The 5th Circuit Ended Telehealth Abortion. SCOTUS Has One Week to Decide if It Agrees.
What happened
On May 1, a unanimous three-judge 5th Circuit panel ruled that the FDA likely acted unlawfully when it dropped the in-person prescribing requirement for mifepristone in 2023, immediately reinstating the restriction nationwide. The ruling effectively banned telehealth prescriptions and mail delivery of the abortion pill across the country, affecting the method used in the majority of U.S. abortions. On May 4, Justice Samuel Alito issued an administrative stay restoring telehealth access until May 11, while both sides file emergency briefs. Louisiana filed the underlying lawsuit, arguing the FDA relied on flawed data when it expanded access during COVID.
The 5th Circuit did not just restrict mifepristone.
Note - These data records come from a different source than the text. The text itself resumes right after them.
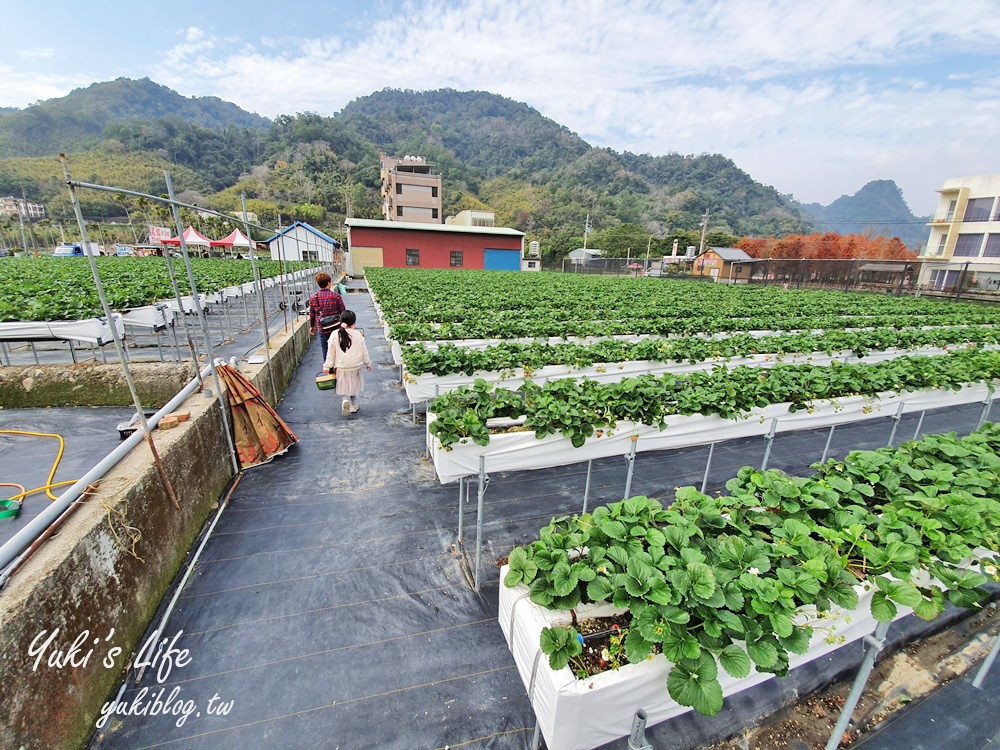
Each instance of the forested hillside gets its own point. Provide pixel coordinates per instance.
(492, 152)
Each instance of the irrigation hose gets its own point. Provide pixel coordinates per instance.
(10, 507)
(55, 464)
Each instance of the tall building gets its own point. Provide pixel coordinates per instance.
(11, 206)
(410, 191)
(964, 241)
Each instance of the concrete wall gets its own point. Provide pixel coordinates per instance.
(90, 577)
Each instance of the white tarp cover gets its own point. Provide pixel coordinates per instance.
(519, 451)
(427, 385)
(90, 331)
(152, 317)
(582, 714)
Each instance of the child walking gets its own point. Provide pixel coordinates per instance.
(344, 358)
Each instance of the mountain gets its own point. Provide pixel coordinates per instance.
(492, 152)
(77, 120)
(878, 208)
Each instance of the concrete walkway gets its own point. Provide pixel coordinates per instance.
(331, 608)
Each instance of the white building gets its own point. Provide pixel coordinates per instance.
(964, 242)
(301, 241)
It gave the Supreme Court a choice between overruling a unanimous appeals court on an administrative procedure question or ending the most widely used abortion method in the country. That choice lands on May 11.
The Hidden Bet
This is a straightforward administrative law dispute about whether the FDA followed proper procedure.
Louisiana did not sue because it had procedural concerns about the FDA's rulemaking. It sued to end telehealth abortion access. The APA argument is the legal vehicle; the policy outcome is the objective. The courts are being asked to adjudicate a medical access question through an administrative law frame.
SCOTUS will ultimately protect access because five justices previously declined to rule against mifepristone on standing grounds.
The 2023 standing ruling rejected the previous challengers but left the door open for plaintiffs with better standing, which Louisiana now has. The Court that declined to take the last case is not committed to the same outcome in this one. And this court has a conservative majority that just gutted nationwide injunctions.
Even if federal access is restricted, blue states will protect their residents through shield laws.
Shield laws protect telehealth providers from prosecution in their home states. They do not protect women in ban states who order pills by mail from facing legal consequences under their own state laws. The interstate legal protection gap is real and growing.
The Real Disagreement
The actual fork is between two views of what the FDA is for. One view: the FDA's job is to assess safety and efficacy, and its 2023 rule reflected a legitimate scientific judgment that in-person visits were unnecessary for mifepristone. On this view, the 5th Circuit overreached by substituting its own medical judgment. The other view: when the FDA relaxes restrictions on a politically contested drug using pandemic-era rationale, courts have a role in scrutinizing whether the procedural requirements were met. Both have merit. The first is almost certainly right on the science. The second has legal legs. The Supreme Court cannot rule on the science. It has to rule on the procedure. And the procedure question is genuinely closer than the access question.
What No One Is Saying
More than half of US abortions are now medication abortions. A ruling that restricts mifepristone access does not return the country to pre-Dobbs conditions. It creates a new landscape where abortion is legal in some states but the primary method is federally restricted everywhere. That is a configuration no one planned for and no one has explained to the public.
Who Pays
Women in states with abortion bans who use telehealth shield-state providers
May 11 if SCOTUS does not extend the stay; otherwise whenever the case is resolved
If the 5th Circuit ruling is upheld, they lose the ability to access medication abortion by mail, and shield-state protections do not cover the full legal risk they face under their home state laws.
Danco Laboratories and GenBioPro
Immediate upon any unfavorable ruling
Revenue from the most widely distributed version of their product depends on telehealth prescribing remaining legal. A permanent restriction would materially damage their business models.
Rural and low-income women in states with limited clinic access
Immediately if the restriction takes effect
They are the primary users of mail-order mifepristone; they are also least able to travel to a clinic. The in-person requirement is not a neutral procedural rule for this population.
Scenarios
SCOTUS extends the stay
The Court agrees to hear the case on a full schedule, extending the stay until it rules. Telehealth access continues for months while merits briefing proceeds. The case becomes the next major abortion ruling.
Signal The Court issues an order on or before May 11 extending the administrative stay with briefing deadlines.
5th Circuit ruling takes effect
SCOTUS declines to extend the stay after May 11. The in-person requirement is immediately reinstated nationwide. Telehealth providers in blue states face a federal restriction on prescribing; many stop. Patients scramble for clinic appointments.
Signal No extended stay order by 5 p.m. EDT on May 11.
SCOTUS reverses on merits
The full Court takes the case and overturns the 5th Circuit, ruling the FDA's 2023 REMS rule was within its authority. Telehealth access is settled law. Louisiana's approach is foreclosed.
Signal The Court agrees to take the case on an expedited merits schedule before the end of the current term.
What Would Change This
If evidence emerged that the FDA's 2023 REMS rule update genuinely failed to consider relevant safety data, rather than simply reaching a different conclusion from Louisiana's preferred standard, the bottom line would shift toward the 5th Circuit's position. The existing record does not support that, but that is what the litigation will test.